There are plenty of existing models on the web for forecasting elections, or at the very least analysing and aggregating polls. As far as I’m aware, none provide the full model that I am proposing.

  • Kevin Bonham. This is the best model in my opinion, combining a fairly simple model with interesting and thoughtful analysis of elections and polls. He was also nice enough to send me some of his data.
  • The Poll Bludger (Crikey). Does a fairly simple poll aggregator. Otherwise lots of good analysis of elections and Australian politics.
  • The Phantom Trend. A sophisticated aggregator with some accuracy weightings. Has the humility to refer to themselves as “Like Nate Silver, only less accurate.”

Economic index

Finally, I’ll explain why it’s difficult to economic index to include in our model. In the FiveThirtyEight model, the underlying idea is that a strong economy tends to help the incumbent party. I haven’t done a huge amount of research but I would assume this assumption is weaker in Australian parliamentary elections than in American presidential elections.
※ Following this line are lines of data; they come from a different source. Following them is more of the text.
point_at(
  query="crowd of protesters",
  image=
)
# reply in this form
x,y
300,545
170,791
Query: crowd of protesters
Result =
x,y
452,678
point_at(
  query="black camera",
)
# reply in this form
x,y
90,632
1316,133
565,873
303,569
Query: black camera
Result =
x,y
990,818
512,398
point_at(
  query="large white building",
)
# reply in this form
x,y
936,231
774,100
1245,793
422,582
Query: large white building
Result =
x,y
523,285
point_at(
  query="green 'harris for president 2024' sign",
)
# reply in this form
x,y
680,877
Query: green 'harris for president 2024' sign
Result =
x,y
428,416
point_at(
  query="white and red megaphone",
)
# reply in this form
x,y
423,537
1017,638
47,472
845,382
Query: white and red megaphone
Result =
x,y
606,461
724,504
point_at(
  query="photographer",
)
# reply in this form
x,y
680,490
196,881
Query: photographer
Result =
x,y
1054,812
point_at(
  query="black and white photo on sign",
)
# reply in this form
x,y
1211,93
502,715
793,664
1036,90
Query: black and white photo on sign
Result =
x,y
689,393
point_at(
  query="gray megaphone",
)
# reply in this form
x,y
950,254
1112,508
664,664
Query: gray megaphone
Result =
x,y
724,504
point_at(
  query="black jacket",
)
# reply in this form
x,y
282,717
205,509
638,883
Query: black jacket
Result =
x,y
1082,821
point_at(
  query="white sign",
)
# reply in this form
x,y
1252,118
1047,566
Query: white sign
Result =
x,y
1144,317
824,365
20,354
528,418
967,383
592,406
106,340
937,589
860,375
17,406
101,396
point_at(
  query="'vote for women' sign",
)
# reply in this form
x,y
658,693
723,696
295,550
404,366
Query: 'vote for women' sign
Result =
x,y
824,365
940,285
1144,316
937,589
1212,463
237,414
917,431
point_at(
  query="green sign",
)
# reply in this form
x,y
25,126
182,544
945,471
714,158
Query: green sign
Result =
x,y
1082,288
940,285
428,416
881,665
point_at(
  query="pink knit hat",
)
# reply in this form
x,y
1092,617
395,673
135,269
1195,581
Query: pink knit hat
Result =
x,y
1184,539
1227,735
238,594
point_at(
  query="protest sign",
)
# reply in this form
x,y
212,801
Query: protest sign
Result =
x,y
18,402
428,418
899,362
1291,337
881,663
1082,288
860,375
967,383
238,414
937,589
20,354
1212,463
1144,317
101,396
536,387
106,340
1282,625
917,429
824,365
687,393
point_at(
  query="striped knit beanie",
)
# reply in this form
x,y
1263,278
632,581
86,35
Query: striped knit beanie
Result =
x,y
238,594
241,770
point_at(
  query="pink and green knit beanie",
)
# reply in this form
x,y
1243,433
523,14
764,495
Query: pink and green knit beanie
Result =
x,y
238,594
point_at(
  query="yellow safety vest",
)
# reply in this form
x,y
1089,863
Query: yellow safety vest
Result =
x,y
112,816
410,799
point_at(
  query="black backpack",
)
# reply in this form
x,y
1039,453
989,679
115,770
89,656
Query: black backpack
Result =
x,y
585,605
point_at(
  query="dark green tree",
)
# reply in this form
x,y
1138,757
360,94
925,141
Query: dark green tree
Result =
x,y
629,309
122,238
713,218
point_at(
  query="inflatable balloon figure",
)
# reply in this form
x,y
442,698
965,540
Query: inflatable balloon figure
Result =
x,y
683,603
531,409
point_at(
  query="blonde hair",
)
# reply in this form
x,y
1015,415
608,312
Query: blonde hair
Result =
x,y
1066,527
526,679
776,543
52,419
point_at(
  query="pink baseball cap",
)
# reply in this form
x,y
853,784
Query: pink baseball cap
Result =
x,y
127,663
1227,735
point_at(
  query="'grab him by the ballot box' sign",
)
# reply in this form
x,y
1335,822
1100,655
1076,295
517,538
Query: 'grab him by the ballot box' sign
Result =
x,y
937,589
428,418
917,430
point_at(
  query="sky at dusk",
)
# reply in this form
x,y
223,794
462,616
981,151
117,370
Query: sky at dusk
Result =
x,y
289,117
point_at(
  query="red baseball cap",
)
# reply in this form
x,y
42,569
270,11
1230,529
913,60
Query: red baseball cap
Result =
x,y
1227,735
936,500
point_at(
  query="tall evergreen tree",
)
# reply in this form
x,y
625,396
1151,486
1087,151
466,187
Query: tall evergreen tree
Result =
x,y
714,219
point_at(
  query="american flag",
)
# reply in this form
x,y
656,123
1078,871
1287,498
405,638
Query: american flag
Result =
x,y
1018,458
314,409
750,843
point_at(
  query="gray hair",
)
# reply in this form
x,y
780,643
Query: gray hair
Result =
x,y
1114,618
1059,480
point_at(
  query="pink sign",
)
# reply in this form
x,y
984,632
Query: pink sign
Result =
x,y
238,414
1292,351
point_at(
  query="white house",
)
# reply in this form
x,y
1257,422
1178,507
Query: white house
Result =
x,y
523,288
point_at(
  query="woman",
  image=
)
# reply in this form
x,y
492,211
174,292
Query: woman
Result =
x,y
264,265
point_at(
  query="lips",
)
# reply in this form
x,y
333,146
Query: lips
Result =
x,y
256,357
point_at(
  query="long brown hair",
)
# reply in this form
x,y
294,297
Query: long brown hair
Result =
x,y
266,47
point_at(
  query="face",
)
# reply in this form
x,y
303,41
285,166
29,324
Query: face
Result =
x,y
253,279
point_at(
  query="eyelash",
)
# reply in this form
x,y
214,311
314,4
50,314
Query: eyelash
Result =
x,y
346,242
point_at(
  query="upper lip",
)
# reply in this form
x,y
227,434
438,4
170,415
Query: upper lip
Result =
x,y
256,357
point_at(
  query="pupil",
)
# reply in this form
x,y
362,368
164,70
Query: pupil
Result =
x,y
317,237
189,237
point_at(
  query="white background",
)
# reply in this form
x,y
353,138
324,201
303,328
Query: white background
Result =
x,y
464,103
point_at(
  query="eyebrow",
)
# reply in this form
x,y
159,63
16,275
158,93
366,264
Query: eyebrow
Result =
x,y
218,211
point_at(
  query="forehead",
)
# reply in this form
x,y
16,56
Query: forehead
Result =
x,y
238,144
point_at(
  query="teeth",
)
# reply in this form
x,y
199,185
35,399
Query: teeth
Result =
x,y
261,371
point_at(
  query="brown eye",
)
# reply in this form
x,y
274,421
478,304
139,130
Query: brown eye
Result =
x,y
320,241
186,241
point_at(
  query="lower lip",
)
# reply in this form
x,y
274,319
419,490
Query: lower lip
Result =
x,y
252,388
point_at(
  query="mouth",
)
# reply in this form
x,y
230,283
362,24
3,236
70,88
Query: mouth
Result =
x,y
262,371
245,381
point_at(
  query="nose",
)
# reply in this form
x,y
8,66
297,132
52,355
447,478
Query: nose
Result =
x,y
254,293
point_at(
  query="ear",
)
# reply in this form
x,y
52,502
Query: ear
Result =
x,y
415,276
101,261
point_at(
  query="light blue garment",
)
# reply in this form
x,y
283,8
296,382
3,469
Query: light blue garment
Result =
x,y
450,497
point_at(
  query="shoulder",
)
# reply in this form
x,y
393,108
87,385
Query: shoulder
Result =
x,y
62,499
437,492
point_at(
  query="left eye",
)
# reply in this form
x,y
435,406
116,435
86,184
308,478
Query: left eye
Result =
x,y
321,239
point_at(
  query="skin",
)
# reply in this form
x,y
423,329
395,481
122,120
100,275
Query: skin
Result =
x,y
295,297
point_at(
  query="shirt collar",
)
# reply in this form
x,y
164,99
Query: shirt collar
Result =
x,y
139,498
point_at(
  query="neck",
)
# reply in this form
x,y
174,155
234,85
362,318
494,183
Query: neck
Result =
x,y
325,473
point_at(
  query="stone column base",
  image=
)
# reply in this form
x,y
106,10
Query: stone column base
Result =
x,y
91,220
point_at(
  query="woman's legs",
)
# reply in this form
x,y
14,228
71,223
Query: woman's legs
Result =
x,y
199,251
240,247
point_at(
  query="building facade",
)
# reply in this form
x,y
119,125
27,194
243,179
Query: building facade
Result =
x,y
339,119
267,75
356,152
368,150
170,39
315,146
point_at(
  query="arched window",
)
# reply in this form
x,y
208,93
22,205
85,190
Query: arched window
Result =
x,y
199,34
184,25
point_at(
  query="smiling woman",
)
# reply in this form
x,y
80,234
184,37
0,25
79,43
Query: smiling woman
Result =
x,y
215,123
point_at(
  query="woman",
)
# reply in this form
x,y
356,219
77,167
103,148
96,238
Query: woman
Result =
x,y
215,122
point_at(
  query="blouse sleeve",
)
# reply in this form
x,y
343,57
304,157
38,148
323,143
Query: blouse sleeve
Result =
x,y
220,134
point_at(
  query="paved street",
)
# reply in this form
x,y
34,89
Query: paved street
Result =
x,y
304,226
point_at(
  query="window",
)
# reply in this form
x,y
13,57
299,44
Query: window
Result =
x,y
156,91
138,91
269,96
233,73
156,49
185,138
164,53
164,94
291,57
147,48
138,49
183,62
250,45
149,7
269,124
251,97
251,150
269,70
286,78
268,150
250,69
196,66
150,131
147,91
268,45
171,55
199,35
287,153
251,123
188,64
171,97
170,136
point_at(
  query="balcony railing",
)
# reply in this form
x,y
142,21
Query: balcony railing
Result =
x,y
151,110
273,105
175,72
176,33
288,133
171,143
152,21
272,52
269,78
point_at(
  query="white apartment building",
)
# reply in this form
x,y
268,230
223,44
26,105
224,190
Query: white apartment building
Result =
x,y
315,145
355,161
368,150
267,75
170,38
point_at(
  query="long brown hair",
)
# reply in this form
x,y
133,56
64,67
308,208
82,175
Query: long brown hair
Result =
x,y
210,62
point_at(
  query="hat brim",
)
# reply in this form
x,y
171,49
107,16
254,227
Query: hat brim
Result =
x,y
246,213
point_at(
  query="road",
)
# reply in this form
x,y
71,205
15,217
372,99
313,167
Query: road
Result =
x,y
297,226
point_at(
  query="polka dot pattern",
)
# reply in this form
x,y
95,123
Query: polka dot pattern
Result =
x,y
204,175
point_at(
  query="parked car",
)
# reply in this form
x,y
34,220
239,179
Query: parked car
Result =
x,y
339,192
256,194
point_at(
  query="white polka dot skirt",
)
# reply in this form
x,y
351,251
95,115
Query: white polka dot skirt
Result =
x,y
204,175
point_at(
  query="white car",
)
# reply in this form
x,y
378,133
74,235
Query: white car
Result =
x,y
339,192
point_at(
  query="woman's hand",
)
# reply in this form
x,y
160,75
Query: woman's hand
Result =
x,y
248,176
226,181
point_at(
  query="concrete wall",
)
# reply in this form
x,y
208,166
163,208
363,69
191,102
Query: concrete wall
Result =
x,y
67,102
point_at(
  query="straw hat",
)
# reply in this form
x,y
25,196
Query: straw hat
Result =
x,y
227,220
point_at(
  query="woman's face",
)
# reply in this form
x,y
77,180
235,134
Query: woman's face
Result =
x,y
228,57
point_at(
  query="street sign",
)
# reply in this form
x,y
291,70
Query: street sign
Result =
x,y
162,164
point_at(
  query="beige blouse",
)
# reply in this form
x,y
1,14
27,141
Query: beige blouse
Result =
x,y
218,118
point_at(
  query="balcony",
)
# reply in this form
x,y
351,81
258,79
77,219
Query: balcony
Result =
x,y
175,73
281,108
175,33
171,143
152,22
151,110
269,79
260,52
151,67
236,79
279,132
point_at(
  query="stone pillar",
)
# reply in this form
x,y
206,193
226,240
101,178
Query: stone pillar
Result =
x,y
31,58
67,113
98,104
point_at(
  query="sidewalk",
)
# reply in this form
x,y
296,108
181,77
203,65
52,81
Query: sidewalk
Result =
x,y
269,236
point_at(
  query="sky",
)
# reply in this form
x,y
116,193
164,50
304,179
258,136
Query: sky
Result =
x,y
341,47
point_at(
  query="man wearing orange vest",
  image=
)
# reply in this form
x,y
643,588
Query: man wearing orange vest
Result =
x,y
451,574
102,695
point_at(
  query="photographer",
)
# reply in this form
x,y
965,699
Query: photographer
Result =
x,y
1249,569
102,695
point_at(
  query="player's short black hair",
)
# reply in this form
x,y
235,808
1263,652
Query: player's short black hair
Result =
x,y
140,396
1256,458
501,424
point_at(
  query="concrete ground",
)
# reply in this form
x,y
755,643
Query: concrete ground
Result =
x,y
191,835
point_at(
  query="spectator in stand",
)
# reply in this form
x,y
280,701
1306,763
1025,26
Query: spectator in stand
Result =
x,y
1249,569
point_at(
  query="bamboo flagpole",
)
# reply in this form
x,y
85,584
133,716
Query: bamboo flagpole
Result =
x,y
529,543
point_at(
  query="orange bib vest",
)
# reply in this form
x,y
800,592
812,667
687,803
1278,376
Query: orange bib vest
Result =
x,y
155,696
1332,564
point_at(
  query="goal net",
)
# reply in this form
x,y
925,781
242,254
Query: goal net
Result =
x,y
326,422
The FiveThirtyEight model uses only a few variables to come up with an economic index:

  • nonfarm payrolls (this variable measures unemployment)
  • personal income
  • industrial production
  • personal consumption expenditure
  • inflation
  • forecasted GDP
  • stock market

The problem with trying to use this data (or similar data) in Australia is that very few economic variables are published monthly or more frequently by the ABS. This makes using the economic index to guide a forecast built with poll data problematic, as the economic index is operating on a different timescale. I spent a bit of time trying to come up with analogous variables to these to use, but there just aren’t enough variables released on small timescales to make what I would think is a reasonable index.

For this reason, at least at first, I’m not going to include an economic index in my model, until I can find a way to make a more meaningful one, and until I have done more research to test which particular economic variables are correlated strongly with election results. This again highlights the significant difficulties in aping the FiveThirtyEight model, and is another reason why I’m planning on coming up with a different idea.